Hanoi – Hue 4 days / 3 nights

Hanoi, Hue

Hanoi (Vietnamese: Hà Nội), the capital of Vietnam, and also its second largest city, is a fascinating blend of East and West, combining traditional Sino-Vietnamese motifs with French flair. It is largely unscathed from the decades of war, and is now going through a building boom, making it a rapidly developing city in Southeast Asia.

Invading forces from every direction agree: Hanoi makes a fine capital. It has held that title for more than a thousand years, through several invasions, occupations, restorations, and name changes. The Chinese conquered the imperial city of Thang- Long in 1408 and renamed it Tống Bình. Le Loi repelled the invaders in 1428 and ascended the throne, becoming known as Lê Thái Tổ (黎太祖); for his efforts, a slew of legends about his heroic exploits, many centred around the Hoan Kiem Lake in the Old Quarter.

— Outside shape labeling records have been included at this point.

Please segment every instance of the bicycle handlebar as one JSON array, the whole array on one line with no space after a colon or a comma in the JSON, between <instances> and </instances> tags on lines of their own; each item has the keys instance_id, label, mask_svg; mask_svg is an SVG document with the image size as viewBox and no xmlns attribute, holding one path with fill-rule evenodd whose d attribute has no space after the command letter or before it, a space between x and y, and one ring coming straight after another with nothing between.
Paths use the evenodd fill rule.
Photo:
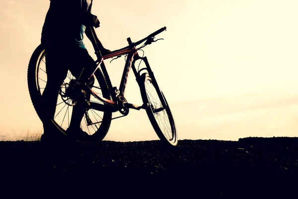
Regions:
<instances>
[{"instance_id":1,"label":"bicycle handlebar","mask_svg":"<svg viewBox=\"0 0 298 199\"><path fill-rule=\"evenodd\" d=\"M163 32L165 30L166 30L166 27L165 27L165 26L164 26L164 27L163 27L159 29L158 30L156 30L156 31L154 32L153 33L151 33L151 34L149 34L147 37L144 38L143 39L141 39L141 40L140 40L140 41L139 41L135 43L134 44L133 43L133 44L134 44L134 46L137 46L138 45L140 45L142 43L143 43L144 41L145 41L145 40L146 40L147 39L149 39L152 38L152 37L153 37L155 35L157 35L157 34L159 34L159 33Z\"/></svg>"},{"instance_id":2,"label":"bicycle handlebar","mask_svg":"<svg viewBox=\"0 0 298 199\"><path fill-rule=\"evenodd\" d=\"M136 47L136 46L138 46L138 45L141 44L142 43L144 42L146 40L152 39L155 35L157 35L157 34L160 33L161 32L163 32L165 30L166 30L166 27L165 27L165 26L159 29L158 30L156 30L156 31L149 34L149 35L148 35L146 37L144 38L144 39L142 39L140 40L140 41L138 41L135 43L132 42L130 37L129 37L127 38L127 41L128 42L129 46L125 47L124 48L122 48L118 49L118 50L116 50L111 51L110 53L106 55L104 57L105 57L106 58L112 57L112 56L110 56L110 55L112 55L112 54L115 54L119 51L122 51L123 50L128 49L130 48L132 48L133 47Z\"/></svg>"}]
</instances>

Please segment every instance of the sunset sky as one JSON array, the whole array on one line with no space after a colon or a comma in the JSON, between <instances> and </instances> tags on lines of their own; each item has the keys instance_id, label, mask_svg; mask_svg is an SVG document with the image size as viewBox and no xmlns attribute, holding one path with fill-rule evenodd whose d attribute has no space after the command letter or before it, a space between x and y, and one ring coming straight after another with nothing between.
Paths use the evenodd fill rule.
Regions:
<instances>
[{"instance_id":1,"label":"sunset sky","mask_svg":"<svg viewBox=\"0 0 298 199\"><path fill-rule=\"evenodd\" d=\"M96 32L116 50L166 26L144 49L173 112L179 139L298 135L298 1L94 0ZM27 83L49 0L0 2L0 140L42 130ZM59 32L57 32L59 33ZM94 51L85 37L90 54ZM106 66L119 87L124 58ZM133 73L126 94L141 103ZM105 140L158 139L145 110L112 120Z\"/></svg>"}]
</instances>

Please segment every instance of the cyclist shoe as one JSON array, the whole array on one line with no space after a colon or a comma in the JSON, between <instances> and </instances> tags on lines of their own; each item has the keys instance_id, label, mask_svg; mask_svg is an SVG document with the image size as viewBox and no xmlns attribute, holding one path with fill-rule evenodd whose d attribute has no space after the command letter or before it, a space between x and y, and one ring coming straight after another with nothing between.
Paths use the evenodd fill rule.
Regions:
<instances>
[{"instance_id":1,"label":"cyclist shoe","mask_svg":"<svg viewBox=\"0 0 298 199\"><path fill-rule=\"evenodd\" d=\"M66 130L67 137L73 140L79 140L81 141L87 141L89 135L81 128L71 129L68 128Z\"/></svg>"}]
</instances>

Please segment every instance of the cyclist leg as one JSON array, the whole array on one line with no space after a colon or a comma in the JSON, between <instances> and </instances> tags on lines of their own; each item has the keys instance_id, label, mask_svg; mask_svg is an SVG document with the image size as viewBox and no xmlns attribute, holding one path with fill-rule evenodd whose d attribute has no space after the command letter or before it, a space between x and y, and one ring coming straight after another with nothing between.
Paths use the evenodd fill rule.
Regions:
<instances>
[{"instance_id":1,"label":"cyclist leg","mask_svg":"<svg viewBox=\"0 0 298 199\"><path fill-rule=\"evenodd\" d=\"M71 66L71 72L76 79L79 79L82 83L87 85L92 85L94 84L94 76L91 75L97 67L93 58L89 55L86 50L79 49L75 53L76 62L75 65ZM87 91L87 100L90 100L90 94ZM69 129L71 130L76 130L80 129L80 123L86 111L86 107L82 103L77 103L74 106L72 113L72 119Z\"/></svg>"},{"instance_id":2,"label":"cyclist leg","mask_svg":"<svg viewBox=\"0 0 298 199\"><path fill-rule=\"evenodd\" d=\"M68 71L67 65L63 62L63 54L61 50L49 49L46 56L47 80L42 94L43 108L46 114L42 118L45 132L54 131L50 120L54 119L59 90Z\"/></svg>"}]
</instances>

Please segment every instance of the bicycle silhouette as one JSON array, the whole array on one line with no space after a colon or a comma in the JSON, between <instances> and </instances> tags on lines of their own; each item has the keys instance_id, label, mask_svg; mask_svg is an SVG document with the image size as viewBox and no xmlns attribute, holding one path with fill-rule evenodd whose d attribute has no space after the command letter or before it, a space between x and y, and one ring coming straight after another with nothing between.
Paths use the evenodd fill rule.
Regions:
<instances>
[{"instance_id":1,"label":"bicycle silhouette","mask_svg":"<svg viewBox=\"0 0 298 199\"><path fill-rule=\"evenodd\" d=\"M76 80L69 71L57 96L55 116L54 119L51 119L53 125L62 133L67 135L66 130L69 126L71 119L70 113L72 112L73 107L78 103L83 103L86 111L81 121L81 128L88 134L88 139L90 141L101 141L107 134L112 119L127 115L131 108L145 109L160 140L166 144L176 146L177 133L168 103L157 84L147 58L141 57L138 53L138 51L147 45L163 39L154 40L155 36L166 30L166 27L161 28L135 43L129 37L127 38L128 46L112 51L103 56L98 48L95 49L97 57L96 61L97 68L93 73L95 78L92 85L84 84L84 87L80 86L79 81ZM45 61L47 53L45 46L41 44L38 46L31 57L28 69L27 80L30 96L35 110L40 118L45 114L41 110L42 103L41 100L47 84ZM117 89L117 87L112 86L104 60L113 58L114 60L122 56L126 57L126 60L119 89ZM144 62L146 67L137 68L135 64L137 60ZM143 102L142 105L129 103L125 98L125 89L131 69L133 70L140 87ZM69 92L70 90L72 91L71 95ZM82 100L83 91L91 94L90 100L85 95L85 98ZM122 115L112 118L112 113L117 111Z\"/></svg>"}]
</instances>

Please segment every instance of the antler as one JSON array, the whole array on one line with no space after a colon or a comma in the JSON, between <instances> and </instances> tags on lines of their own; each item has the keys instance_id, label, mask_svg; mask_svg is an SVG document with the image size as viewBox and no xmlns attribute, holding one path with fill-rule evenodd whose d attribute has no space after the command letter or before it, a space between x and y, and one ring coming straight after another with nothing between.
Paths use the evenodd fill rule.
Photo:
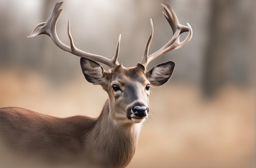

The Nguyen Dynasty gave the city its modern name of Ha Noi in 1831, but they had transferred power to Hue by then; it remained there until 1887, when the French made Saigon and then Hanoi the capital of all French Indochina. It changed hands again in 1954, when it was ceded to Ho Chi Minh and the Viet Minh after almost a decade of fighting, and it became the capital of North Vietnam; Saigon was the rival in South Vietnam. Upon reunification in 1976, it assumed that title for the entire country.

The first institution of learning in Vietnam, Quoc Tu Giam, was founded here in the 11th century. Nine hundred years later, the first western-style universities in Vietnam were also founded in Hanoi. The city is one of the leading centres of scientific study and research in the country. Hanoi retains much of its older charm of bygone eras, despite the battles that have raged over it; conflict had the side effect of making it largely oblivious to modern architecture, and as a result, few buildings in the city centre area are higher than five stories. The Old Quarter is second only to Hoi An for uninterrupted stretches of colonial and pre-colonial architecture, well-preserved on dense warrens of narrow, wonderfully atmospheric streets. It trades the commercial boom and sprawl of Ho Chi Minh City in the South for a more understated charm, worth enjoying for an extra day or two, and with countless transport options and travel agents, it makes a perfect base for exploration of the North.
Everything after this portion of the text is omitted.